Project Tango from Google - a project to create mobile devices that can analyze the space around them in three dimensions. Thanks to the Device Lab project, I was able to play around with one of these devices.
Article author Sergei Melekhin, in the framework of the competition " Device Lab from Google ." It seemed to me interesting to make a robot that will use Tango for orientation in space and to avoid collisions with obstacles.
Three basic functions of Tango
Motion tracking ')
The definition of the change in position of the device in space
All modern smartphones have an accelerometer and a gyroscope, which allow you to determine the change in the position of the device, but they are not extremely accurate and determine the absolute position of the device with their help is problematic .
Depth perception Due to the presence of special sensors - an infrared camera and an infrared laser projecting a two-dimensional grid onto the space in front of the device, Tango can receive a cloud of points, that is, a three-dimensional image of the space in front of the device.
Area learning By combining motion tracking, depth perception and adding black algorithmic magic that unites the point cloud in real time in the manner of a panorama, we can build a complete model of the surrounding space in the device’s memory and then accurately determine its position within this model.
Main applications
Augmented reality (virtual objects really “stick” to real surfaces, not hover over them or sink inside, as happens without Tango)
Accurate indoor navigation
Games
Room mapping
Creation of 3D models (still rather rough, but still)
In fact, the best way to understand what Tango can without a device is to look at existing applications in the Play Market :
Tangobot
On Monday, I received a long-awaited device. Of course, it was discharged to zero. I charged up to 100% and turned on.
At first I tried everything that was already installed on the device, then I downloaded everything in the Play Market in a row. The greatest enthusiasm caused Tango Constructor, allows you to scan the surrounding space and save the textured 3D model.
But it was enough and played - I have only 3 days to make a robot and teach it to navigate in space.
First of all - the documentation. At https://developers.google.com/tango/ there is everything you need to start developing for Tango as soon as possible. I started by learning the standard examples here .
For my project, I decided not to go into Area Learning, but simply to analyze Point Cloud in real time. Of course, the first option would be much more interesting, but I was afraid not to meet the deadline.
For the “carcass” of the robot, I took the Arduino Mega with a Motor Shield and two motors. I programmed Arduino so that it listens and executes commands that come in via a serial port (which is emulated on USB). Platform cut out of 3mm plywood by laser, in itself - fascinating.
Sketch for arduinka can be taken here . The device itself Tango carries on board Android 4.4, so the control program will be an Android application. To communicate with the Arduino, I used the usb-serial-for-andoid library .
The protocol of communication with Arduino chose the simplest - only 5 single-byte commands:
F - go forward
B - go back
L - turn left
R - turn to the right
S - stop
In the Tango configuration, I ask that I need a point cloud "KEY_BOOLEAN_DEPTH":
private TangoConfig setupTangoConfig(Tango tango) { // Create a new Tango Configurationandenable the Depth Sensing API. TangoConfig config = new TangoConfig(); config = tango.getConfig(config.CONFIG_TYPE_DEFAULT); config.putBoolean(TangoConfig.KEY_BOOLEAN_DEPTH, true); return config; }
Tango returns a point cloud map as a one-dimensional floating-point array. The first in a row (and in index - zero) array element is the x coordinate of the first point, the second is at the first point, the third is the z coordinate of the first point. The fourth element is the x coordinate already for the second point. Well, and so on.

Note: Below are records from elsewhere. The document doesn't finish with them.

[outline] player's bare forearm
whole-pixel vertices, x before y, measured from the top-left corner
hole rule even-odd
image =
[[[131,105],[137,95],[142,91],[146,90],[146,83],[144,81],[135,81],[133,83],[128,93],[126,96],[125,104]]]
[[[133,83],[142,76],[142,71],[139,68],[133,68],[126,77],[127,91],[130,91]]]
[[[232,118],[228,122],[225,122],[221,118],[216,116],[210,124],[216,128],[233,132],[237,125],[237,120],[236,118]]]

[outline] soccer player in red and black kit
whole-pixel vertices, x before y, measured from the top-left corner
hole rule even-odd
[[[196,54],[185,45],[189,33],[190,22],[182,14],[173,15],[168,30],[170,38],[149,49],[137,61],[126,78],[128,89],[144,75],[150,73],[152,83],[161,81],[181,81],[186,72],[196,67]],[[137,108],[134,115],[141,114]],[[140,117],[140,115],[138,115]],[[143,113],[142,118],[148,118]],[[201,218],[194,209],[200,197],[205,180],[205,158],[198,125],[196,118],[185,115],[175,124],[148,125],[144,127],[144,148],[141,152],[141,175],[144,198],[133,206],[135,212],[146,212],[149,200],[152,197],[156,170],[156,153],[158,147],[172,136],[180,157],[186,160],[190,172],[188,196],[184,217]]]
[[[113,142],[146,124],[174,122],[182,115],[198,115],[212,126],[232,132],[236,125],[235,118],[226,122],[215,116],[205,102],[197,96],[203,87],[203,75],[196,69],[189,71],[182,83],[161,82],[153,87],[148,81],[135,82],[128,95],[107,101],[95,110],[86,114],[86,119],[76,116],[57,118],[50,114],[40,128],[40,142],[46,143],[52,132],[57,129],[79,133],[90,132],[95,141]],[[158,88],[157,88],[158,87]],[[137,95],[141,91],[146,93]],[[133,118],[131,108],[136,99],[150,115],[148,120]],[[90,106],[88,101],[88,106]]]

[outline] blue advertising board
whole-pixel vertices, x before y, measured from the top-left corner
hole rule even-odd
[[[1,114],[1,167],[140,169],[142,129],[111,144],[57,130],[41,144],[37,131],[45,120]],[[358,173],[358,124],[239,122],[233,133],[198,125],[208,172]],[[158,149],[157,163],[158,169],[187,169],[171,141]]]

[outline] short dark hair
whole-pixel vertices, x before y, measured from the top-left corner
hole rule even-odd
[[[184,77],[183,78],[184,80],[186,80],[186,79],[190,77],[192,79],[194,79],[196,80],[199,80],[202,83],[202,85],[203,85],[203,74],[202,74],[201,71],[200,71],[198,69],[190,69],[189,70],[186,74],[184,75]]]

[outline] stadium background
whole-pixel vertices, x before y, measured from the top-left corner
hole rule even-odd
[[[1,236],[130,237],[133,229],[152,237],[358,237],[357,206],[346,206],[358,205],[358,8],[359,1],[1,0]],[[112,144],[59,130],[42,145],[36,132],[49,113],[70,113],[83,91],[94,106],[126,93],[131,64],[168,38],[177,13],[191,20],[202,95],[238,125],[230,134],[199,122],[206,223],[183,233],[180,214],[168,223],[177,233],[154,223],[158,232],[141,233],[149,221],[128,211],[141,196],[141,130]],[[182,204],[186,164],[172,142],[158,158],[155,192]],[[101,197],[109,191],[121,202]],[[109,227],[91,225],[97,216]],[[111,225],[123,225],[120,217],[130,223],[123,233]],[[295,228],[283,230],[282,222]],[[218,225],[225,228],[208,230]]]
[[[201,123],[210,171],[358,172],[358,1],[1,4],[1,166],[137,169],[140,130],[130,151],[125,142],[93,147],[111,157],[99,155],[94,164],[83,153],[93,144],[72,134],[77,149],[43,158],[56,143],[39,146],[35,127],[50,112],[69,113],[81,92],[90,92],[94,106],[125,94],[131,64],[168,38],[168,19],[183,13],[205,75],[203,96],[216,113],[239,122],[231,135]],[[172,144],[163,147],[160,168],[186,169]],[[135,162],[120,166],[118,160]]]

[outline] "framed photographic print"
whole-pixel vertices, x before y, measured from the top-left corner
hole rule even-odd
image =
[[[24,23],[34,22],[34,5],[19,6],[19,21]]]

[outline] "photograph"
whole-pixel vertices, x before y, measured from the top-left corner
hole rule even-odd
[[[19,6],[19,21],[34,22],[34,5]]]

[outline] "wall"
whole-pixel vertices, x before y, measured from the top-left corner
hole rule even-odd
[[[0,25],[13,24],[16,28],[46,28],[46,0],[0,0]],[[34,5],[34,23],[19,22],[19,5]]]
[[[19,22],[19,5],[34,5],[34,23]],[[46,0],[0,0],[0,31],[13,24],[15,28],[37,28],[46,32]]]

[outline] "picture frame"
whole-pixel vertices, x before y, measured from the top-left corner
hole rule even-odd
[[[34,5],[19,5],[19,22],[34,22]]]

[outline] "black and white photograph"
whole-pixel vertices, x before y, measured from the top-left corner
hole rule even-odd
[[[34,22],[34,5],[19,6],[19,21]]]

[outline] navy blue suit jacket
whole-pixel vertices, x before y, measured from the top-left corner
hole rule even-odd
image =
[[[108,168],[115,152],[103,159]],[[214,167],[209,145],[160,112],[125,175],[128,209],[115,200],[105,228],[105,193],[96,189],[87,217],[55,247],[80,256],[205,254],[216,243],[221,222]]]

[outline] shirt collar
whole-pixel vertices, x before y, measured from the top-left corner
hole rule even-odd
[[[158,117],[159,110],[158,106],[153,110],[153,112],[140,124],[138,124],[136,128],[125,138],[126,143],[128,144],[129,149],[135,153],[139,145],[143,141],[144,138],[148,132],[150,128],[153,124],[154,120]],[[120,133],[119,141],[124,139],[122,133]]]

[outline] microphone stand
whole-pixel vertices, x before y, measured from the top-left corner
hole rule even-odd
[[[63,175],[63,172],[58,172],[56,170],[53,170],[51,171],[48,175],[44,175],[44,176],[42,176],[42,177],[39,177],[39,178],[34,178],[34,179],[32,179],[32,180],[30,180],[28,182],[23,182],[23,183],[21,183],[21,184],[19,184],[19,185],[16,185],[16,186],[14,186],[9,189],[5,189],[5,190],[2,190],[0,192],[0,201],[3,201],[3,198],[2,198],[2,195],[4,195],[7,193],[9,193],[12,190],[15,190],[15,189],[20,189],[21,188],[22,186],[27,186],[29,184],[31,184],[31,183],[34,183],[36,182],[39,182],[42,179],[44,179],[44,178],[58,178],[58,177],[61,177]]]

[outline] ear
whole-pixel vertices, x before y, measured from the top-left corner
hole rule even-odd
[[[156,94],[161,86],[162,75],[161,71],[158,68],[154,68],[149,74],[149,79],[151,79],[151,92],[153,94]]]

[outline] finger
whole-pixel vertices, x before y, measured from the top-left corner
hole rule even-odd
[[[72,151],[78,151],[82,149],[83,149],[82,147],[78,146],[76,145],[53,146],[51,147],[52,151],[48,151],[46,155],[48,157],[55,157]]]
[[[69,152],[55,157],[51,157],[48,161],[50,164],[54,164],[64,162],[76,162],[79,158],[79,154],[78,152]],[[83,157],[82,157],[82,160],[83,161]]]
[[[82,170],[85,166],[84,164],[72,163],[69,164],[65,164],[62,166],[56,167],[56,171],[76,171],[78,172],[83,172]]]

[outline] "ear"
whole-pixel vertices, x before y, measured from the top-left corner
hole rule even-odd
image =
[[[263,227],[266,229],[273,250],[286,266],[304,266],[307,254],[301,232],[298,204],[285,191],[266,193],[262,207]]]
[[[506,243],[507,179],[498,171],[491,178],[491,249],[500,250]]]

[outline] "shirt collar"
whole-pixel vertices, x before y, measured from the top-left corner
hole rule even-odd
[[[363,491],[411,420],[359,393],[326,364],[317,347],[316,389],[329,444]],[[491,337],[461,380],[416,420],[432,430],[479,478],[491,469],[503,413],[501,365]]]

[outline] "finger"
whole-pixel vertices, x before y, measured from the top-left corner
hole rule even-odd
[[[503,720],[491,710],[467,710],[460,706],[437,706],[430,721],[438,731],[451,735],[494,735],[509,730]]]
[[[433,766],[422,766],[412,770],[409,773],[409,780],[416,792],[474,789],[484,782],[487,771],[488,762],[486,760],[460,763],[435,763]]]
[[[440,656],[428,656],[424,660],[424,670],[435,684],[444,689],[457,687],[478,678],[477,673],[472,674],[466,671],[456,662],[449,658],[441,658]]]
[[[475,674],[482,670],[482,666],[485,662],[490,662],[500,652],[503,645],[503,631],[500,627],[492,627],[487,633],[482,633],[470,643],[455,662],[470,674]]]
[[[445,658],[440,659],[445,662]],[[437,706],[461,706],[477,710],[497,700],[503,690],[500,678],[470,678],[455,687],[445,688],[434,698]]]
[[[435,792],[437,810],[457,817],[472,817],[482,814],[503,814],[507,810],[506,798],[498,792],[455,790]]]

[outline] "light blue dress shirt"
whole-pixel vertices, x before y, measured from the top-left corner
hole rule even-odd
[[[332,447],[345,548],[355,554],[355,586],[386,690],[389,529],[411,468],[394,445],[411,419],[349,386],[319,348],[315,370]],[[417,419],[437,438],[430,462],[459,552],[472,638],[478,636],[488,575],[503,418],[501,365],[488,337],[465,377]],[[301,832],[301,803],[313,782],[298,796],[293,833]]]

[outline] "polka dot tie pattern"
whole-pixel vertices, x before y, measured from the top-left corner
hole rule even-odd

I am not strong in robotics and geometry, so the algorithm for analyzing the depth map has sucked from my finger. Hmm, well, that is, derived empirically.
To the obstacle, I attribute points that fall into the parabolic region in front of the device, given by a quadratic formula:
The coefficients are chosen so that the parabola is stretched deep into and wide (along y), slightly shifted down (10 cm).
And at the same time, these points should be closer than 50 cm. If there are at least five of these points, and we see two “frames” in a row (trying to avoid false positives), then we turn the robot to the left. A simple algorithm, but it works decently for spaces not much complex configuration (for example in the office).
In order to be able to control the robot remotely, I added support for Firebase to the project and when changing the stateString parameter on the server I send the corresponding Arduino command.
The robot rolls around, dodges walls and furniture, is controlled remotely, which makes me very happy.
So he rides:
I was pleased with the simplicity of development - it took me two days to do the software, despite the fact that I was not an Android or even a Java developer - I spent time on the war with gradle and did not understand why it was impossible to iterate over the iterator.
So I can say that the future has come - the threshold for entering the development of products based on Tango is extremely low. The Tango SDK is very simple and logical; ordinary user devices with Tango support appear on the market.
The project can be made more interesting if you use not a point cloud, but a model built using Area Learning. You can try to classify the surrounding objects using TensorFlow, the benefit of 192 Cuda cores on the device allow.
Thank you for your attention, and fewer obstacles on your way!